Database search. The -db2 option of cd-hit-2d is the query sequence and -db1 is the database. The equivalent in USEARCH is usearch_global. The uc output file can be used to identify query sequences that did not match the database (reported as N records).

cd-hit-454

454 reads

In cd-hit-454, additional clustering criteria include (1) the sequences must start at the same position, i.e. terminal gaps are not allowed at the left end of the alignment, and (2) gaps longer than one are not allowed. (1) can be implemented using the ‑leftjust or ‑idprefix accept options (‑idprefix is preferred for faster speed). (2) can be implemented by disallowing internal gap extensions (see alignment options).
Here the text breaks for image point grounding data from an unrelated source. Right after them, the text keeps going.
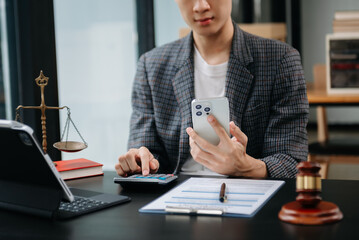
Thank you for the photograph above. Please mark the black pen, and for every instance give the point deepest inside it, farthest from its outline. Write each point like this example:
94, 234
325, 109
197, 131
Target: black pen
222, 193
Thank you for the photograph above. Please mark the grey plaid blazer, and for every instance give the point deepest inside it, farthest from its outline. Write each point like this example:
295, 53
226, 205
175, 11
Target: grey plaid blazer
267, 96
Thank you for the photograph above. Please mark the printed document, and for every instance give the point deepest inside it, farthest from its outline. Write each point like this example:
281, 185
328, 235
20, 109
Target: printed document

However, I believe (2) makes little difference in practice and is not worth the trouble.

cd-hit-est-2d

nucl.

See comments for cd-hit-2d.

cd-hit-otu

16S reads

Script for clustering 16S reads into OTUs. Use cluster_otus.

cd-hit-dup

nucl.

Dereplication. Use derep_fulllength or derep_prefix.

Clustering threshold
The -c option of CD-HIT is roughly equivalent to the ‑id option of USEARCH. There are two important differences. USEARCH and CD-HIT use different definitions of identity. USEARCH counts gaps as differences, but CD-HIT sometimes does not. This means that CD-HIT assigns systematically higher identities to alignments containing gaps. In addition, CD-HIT has lower gap and mismatch penalties than other programs. This means that CD-HIT tends to produce "gappier" alignments with more match columns. This effect also produces systematically higher identities. The net result of these issues is that the CD-HIT clustering threshold is not directly comparable with USEARCH. For example, I would estimate that -c 0.95 is roughly comparable to ‑id 0.97 in USEARCH, but it should be noted that the differences cannot be compensated by a re-scaling of identity.
 
Alignment heuristics and banding
Both CD-HIT and USEARCH use fast heuristics to compute global alignments. However, there are important differences. Both programs use a technique called "banding" to limit the region of the dynamic programming matrix that is filled in,
but the strategies are quite different, and the ‑band option of USEARCH is not equivalent to the -b option of CD-HIT. In CD-HIT, the band spans the entire alignment. USEARCH starts by finding HSPs using an X-drop algorithm similar to BLAST. Banding is used only for regions between HSPs, and the band width is set dynamically according to the length difference of the aligned regions. The ‑band option of USEARCH sets a minimum radius of the band (width = radius x 2 + 1), while the CD-HIT -b option sets the maximum width of the band. The net result is that CD-HIT alignments are much more prone to banding artifacts.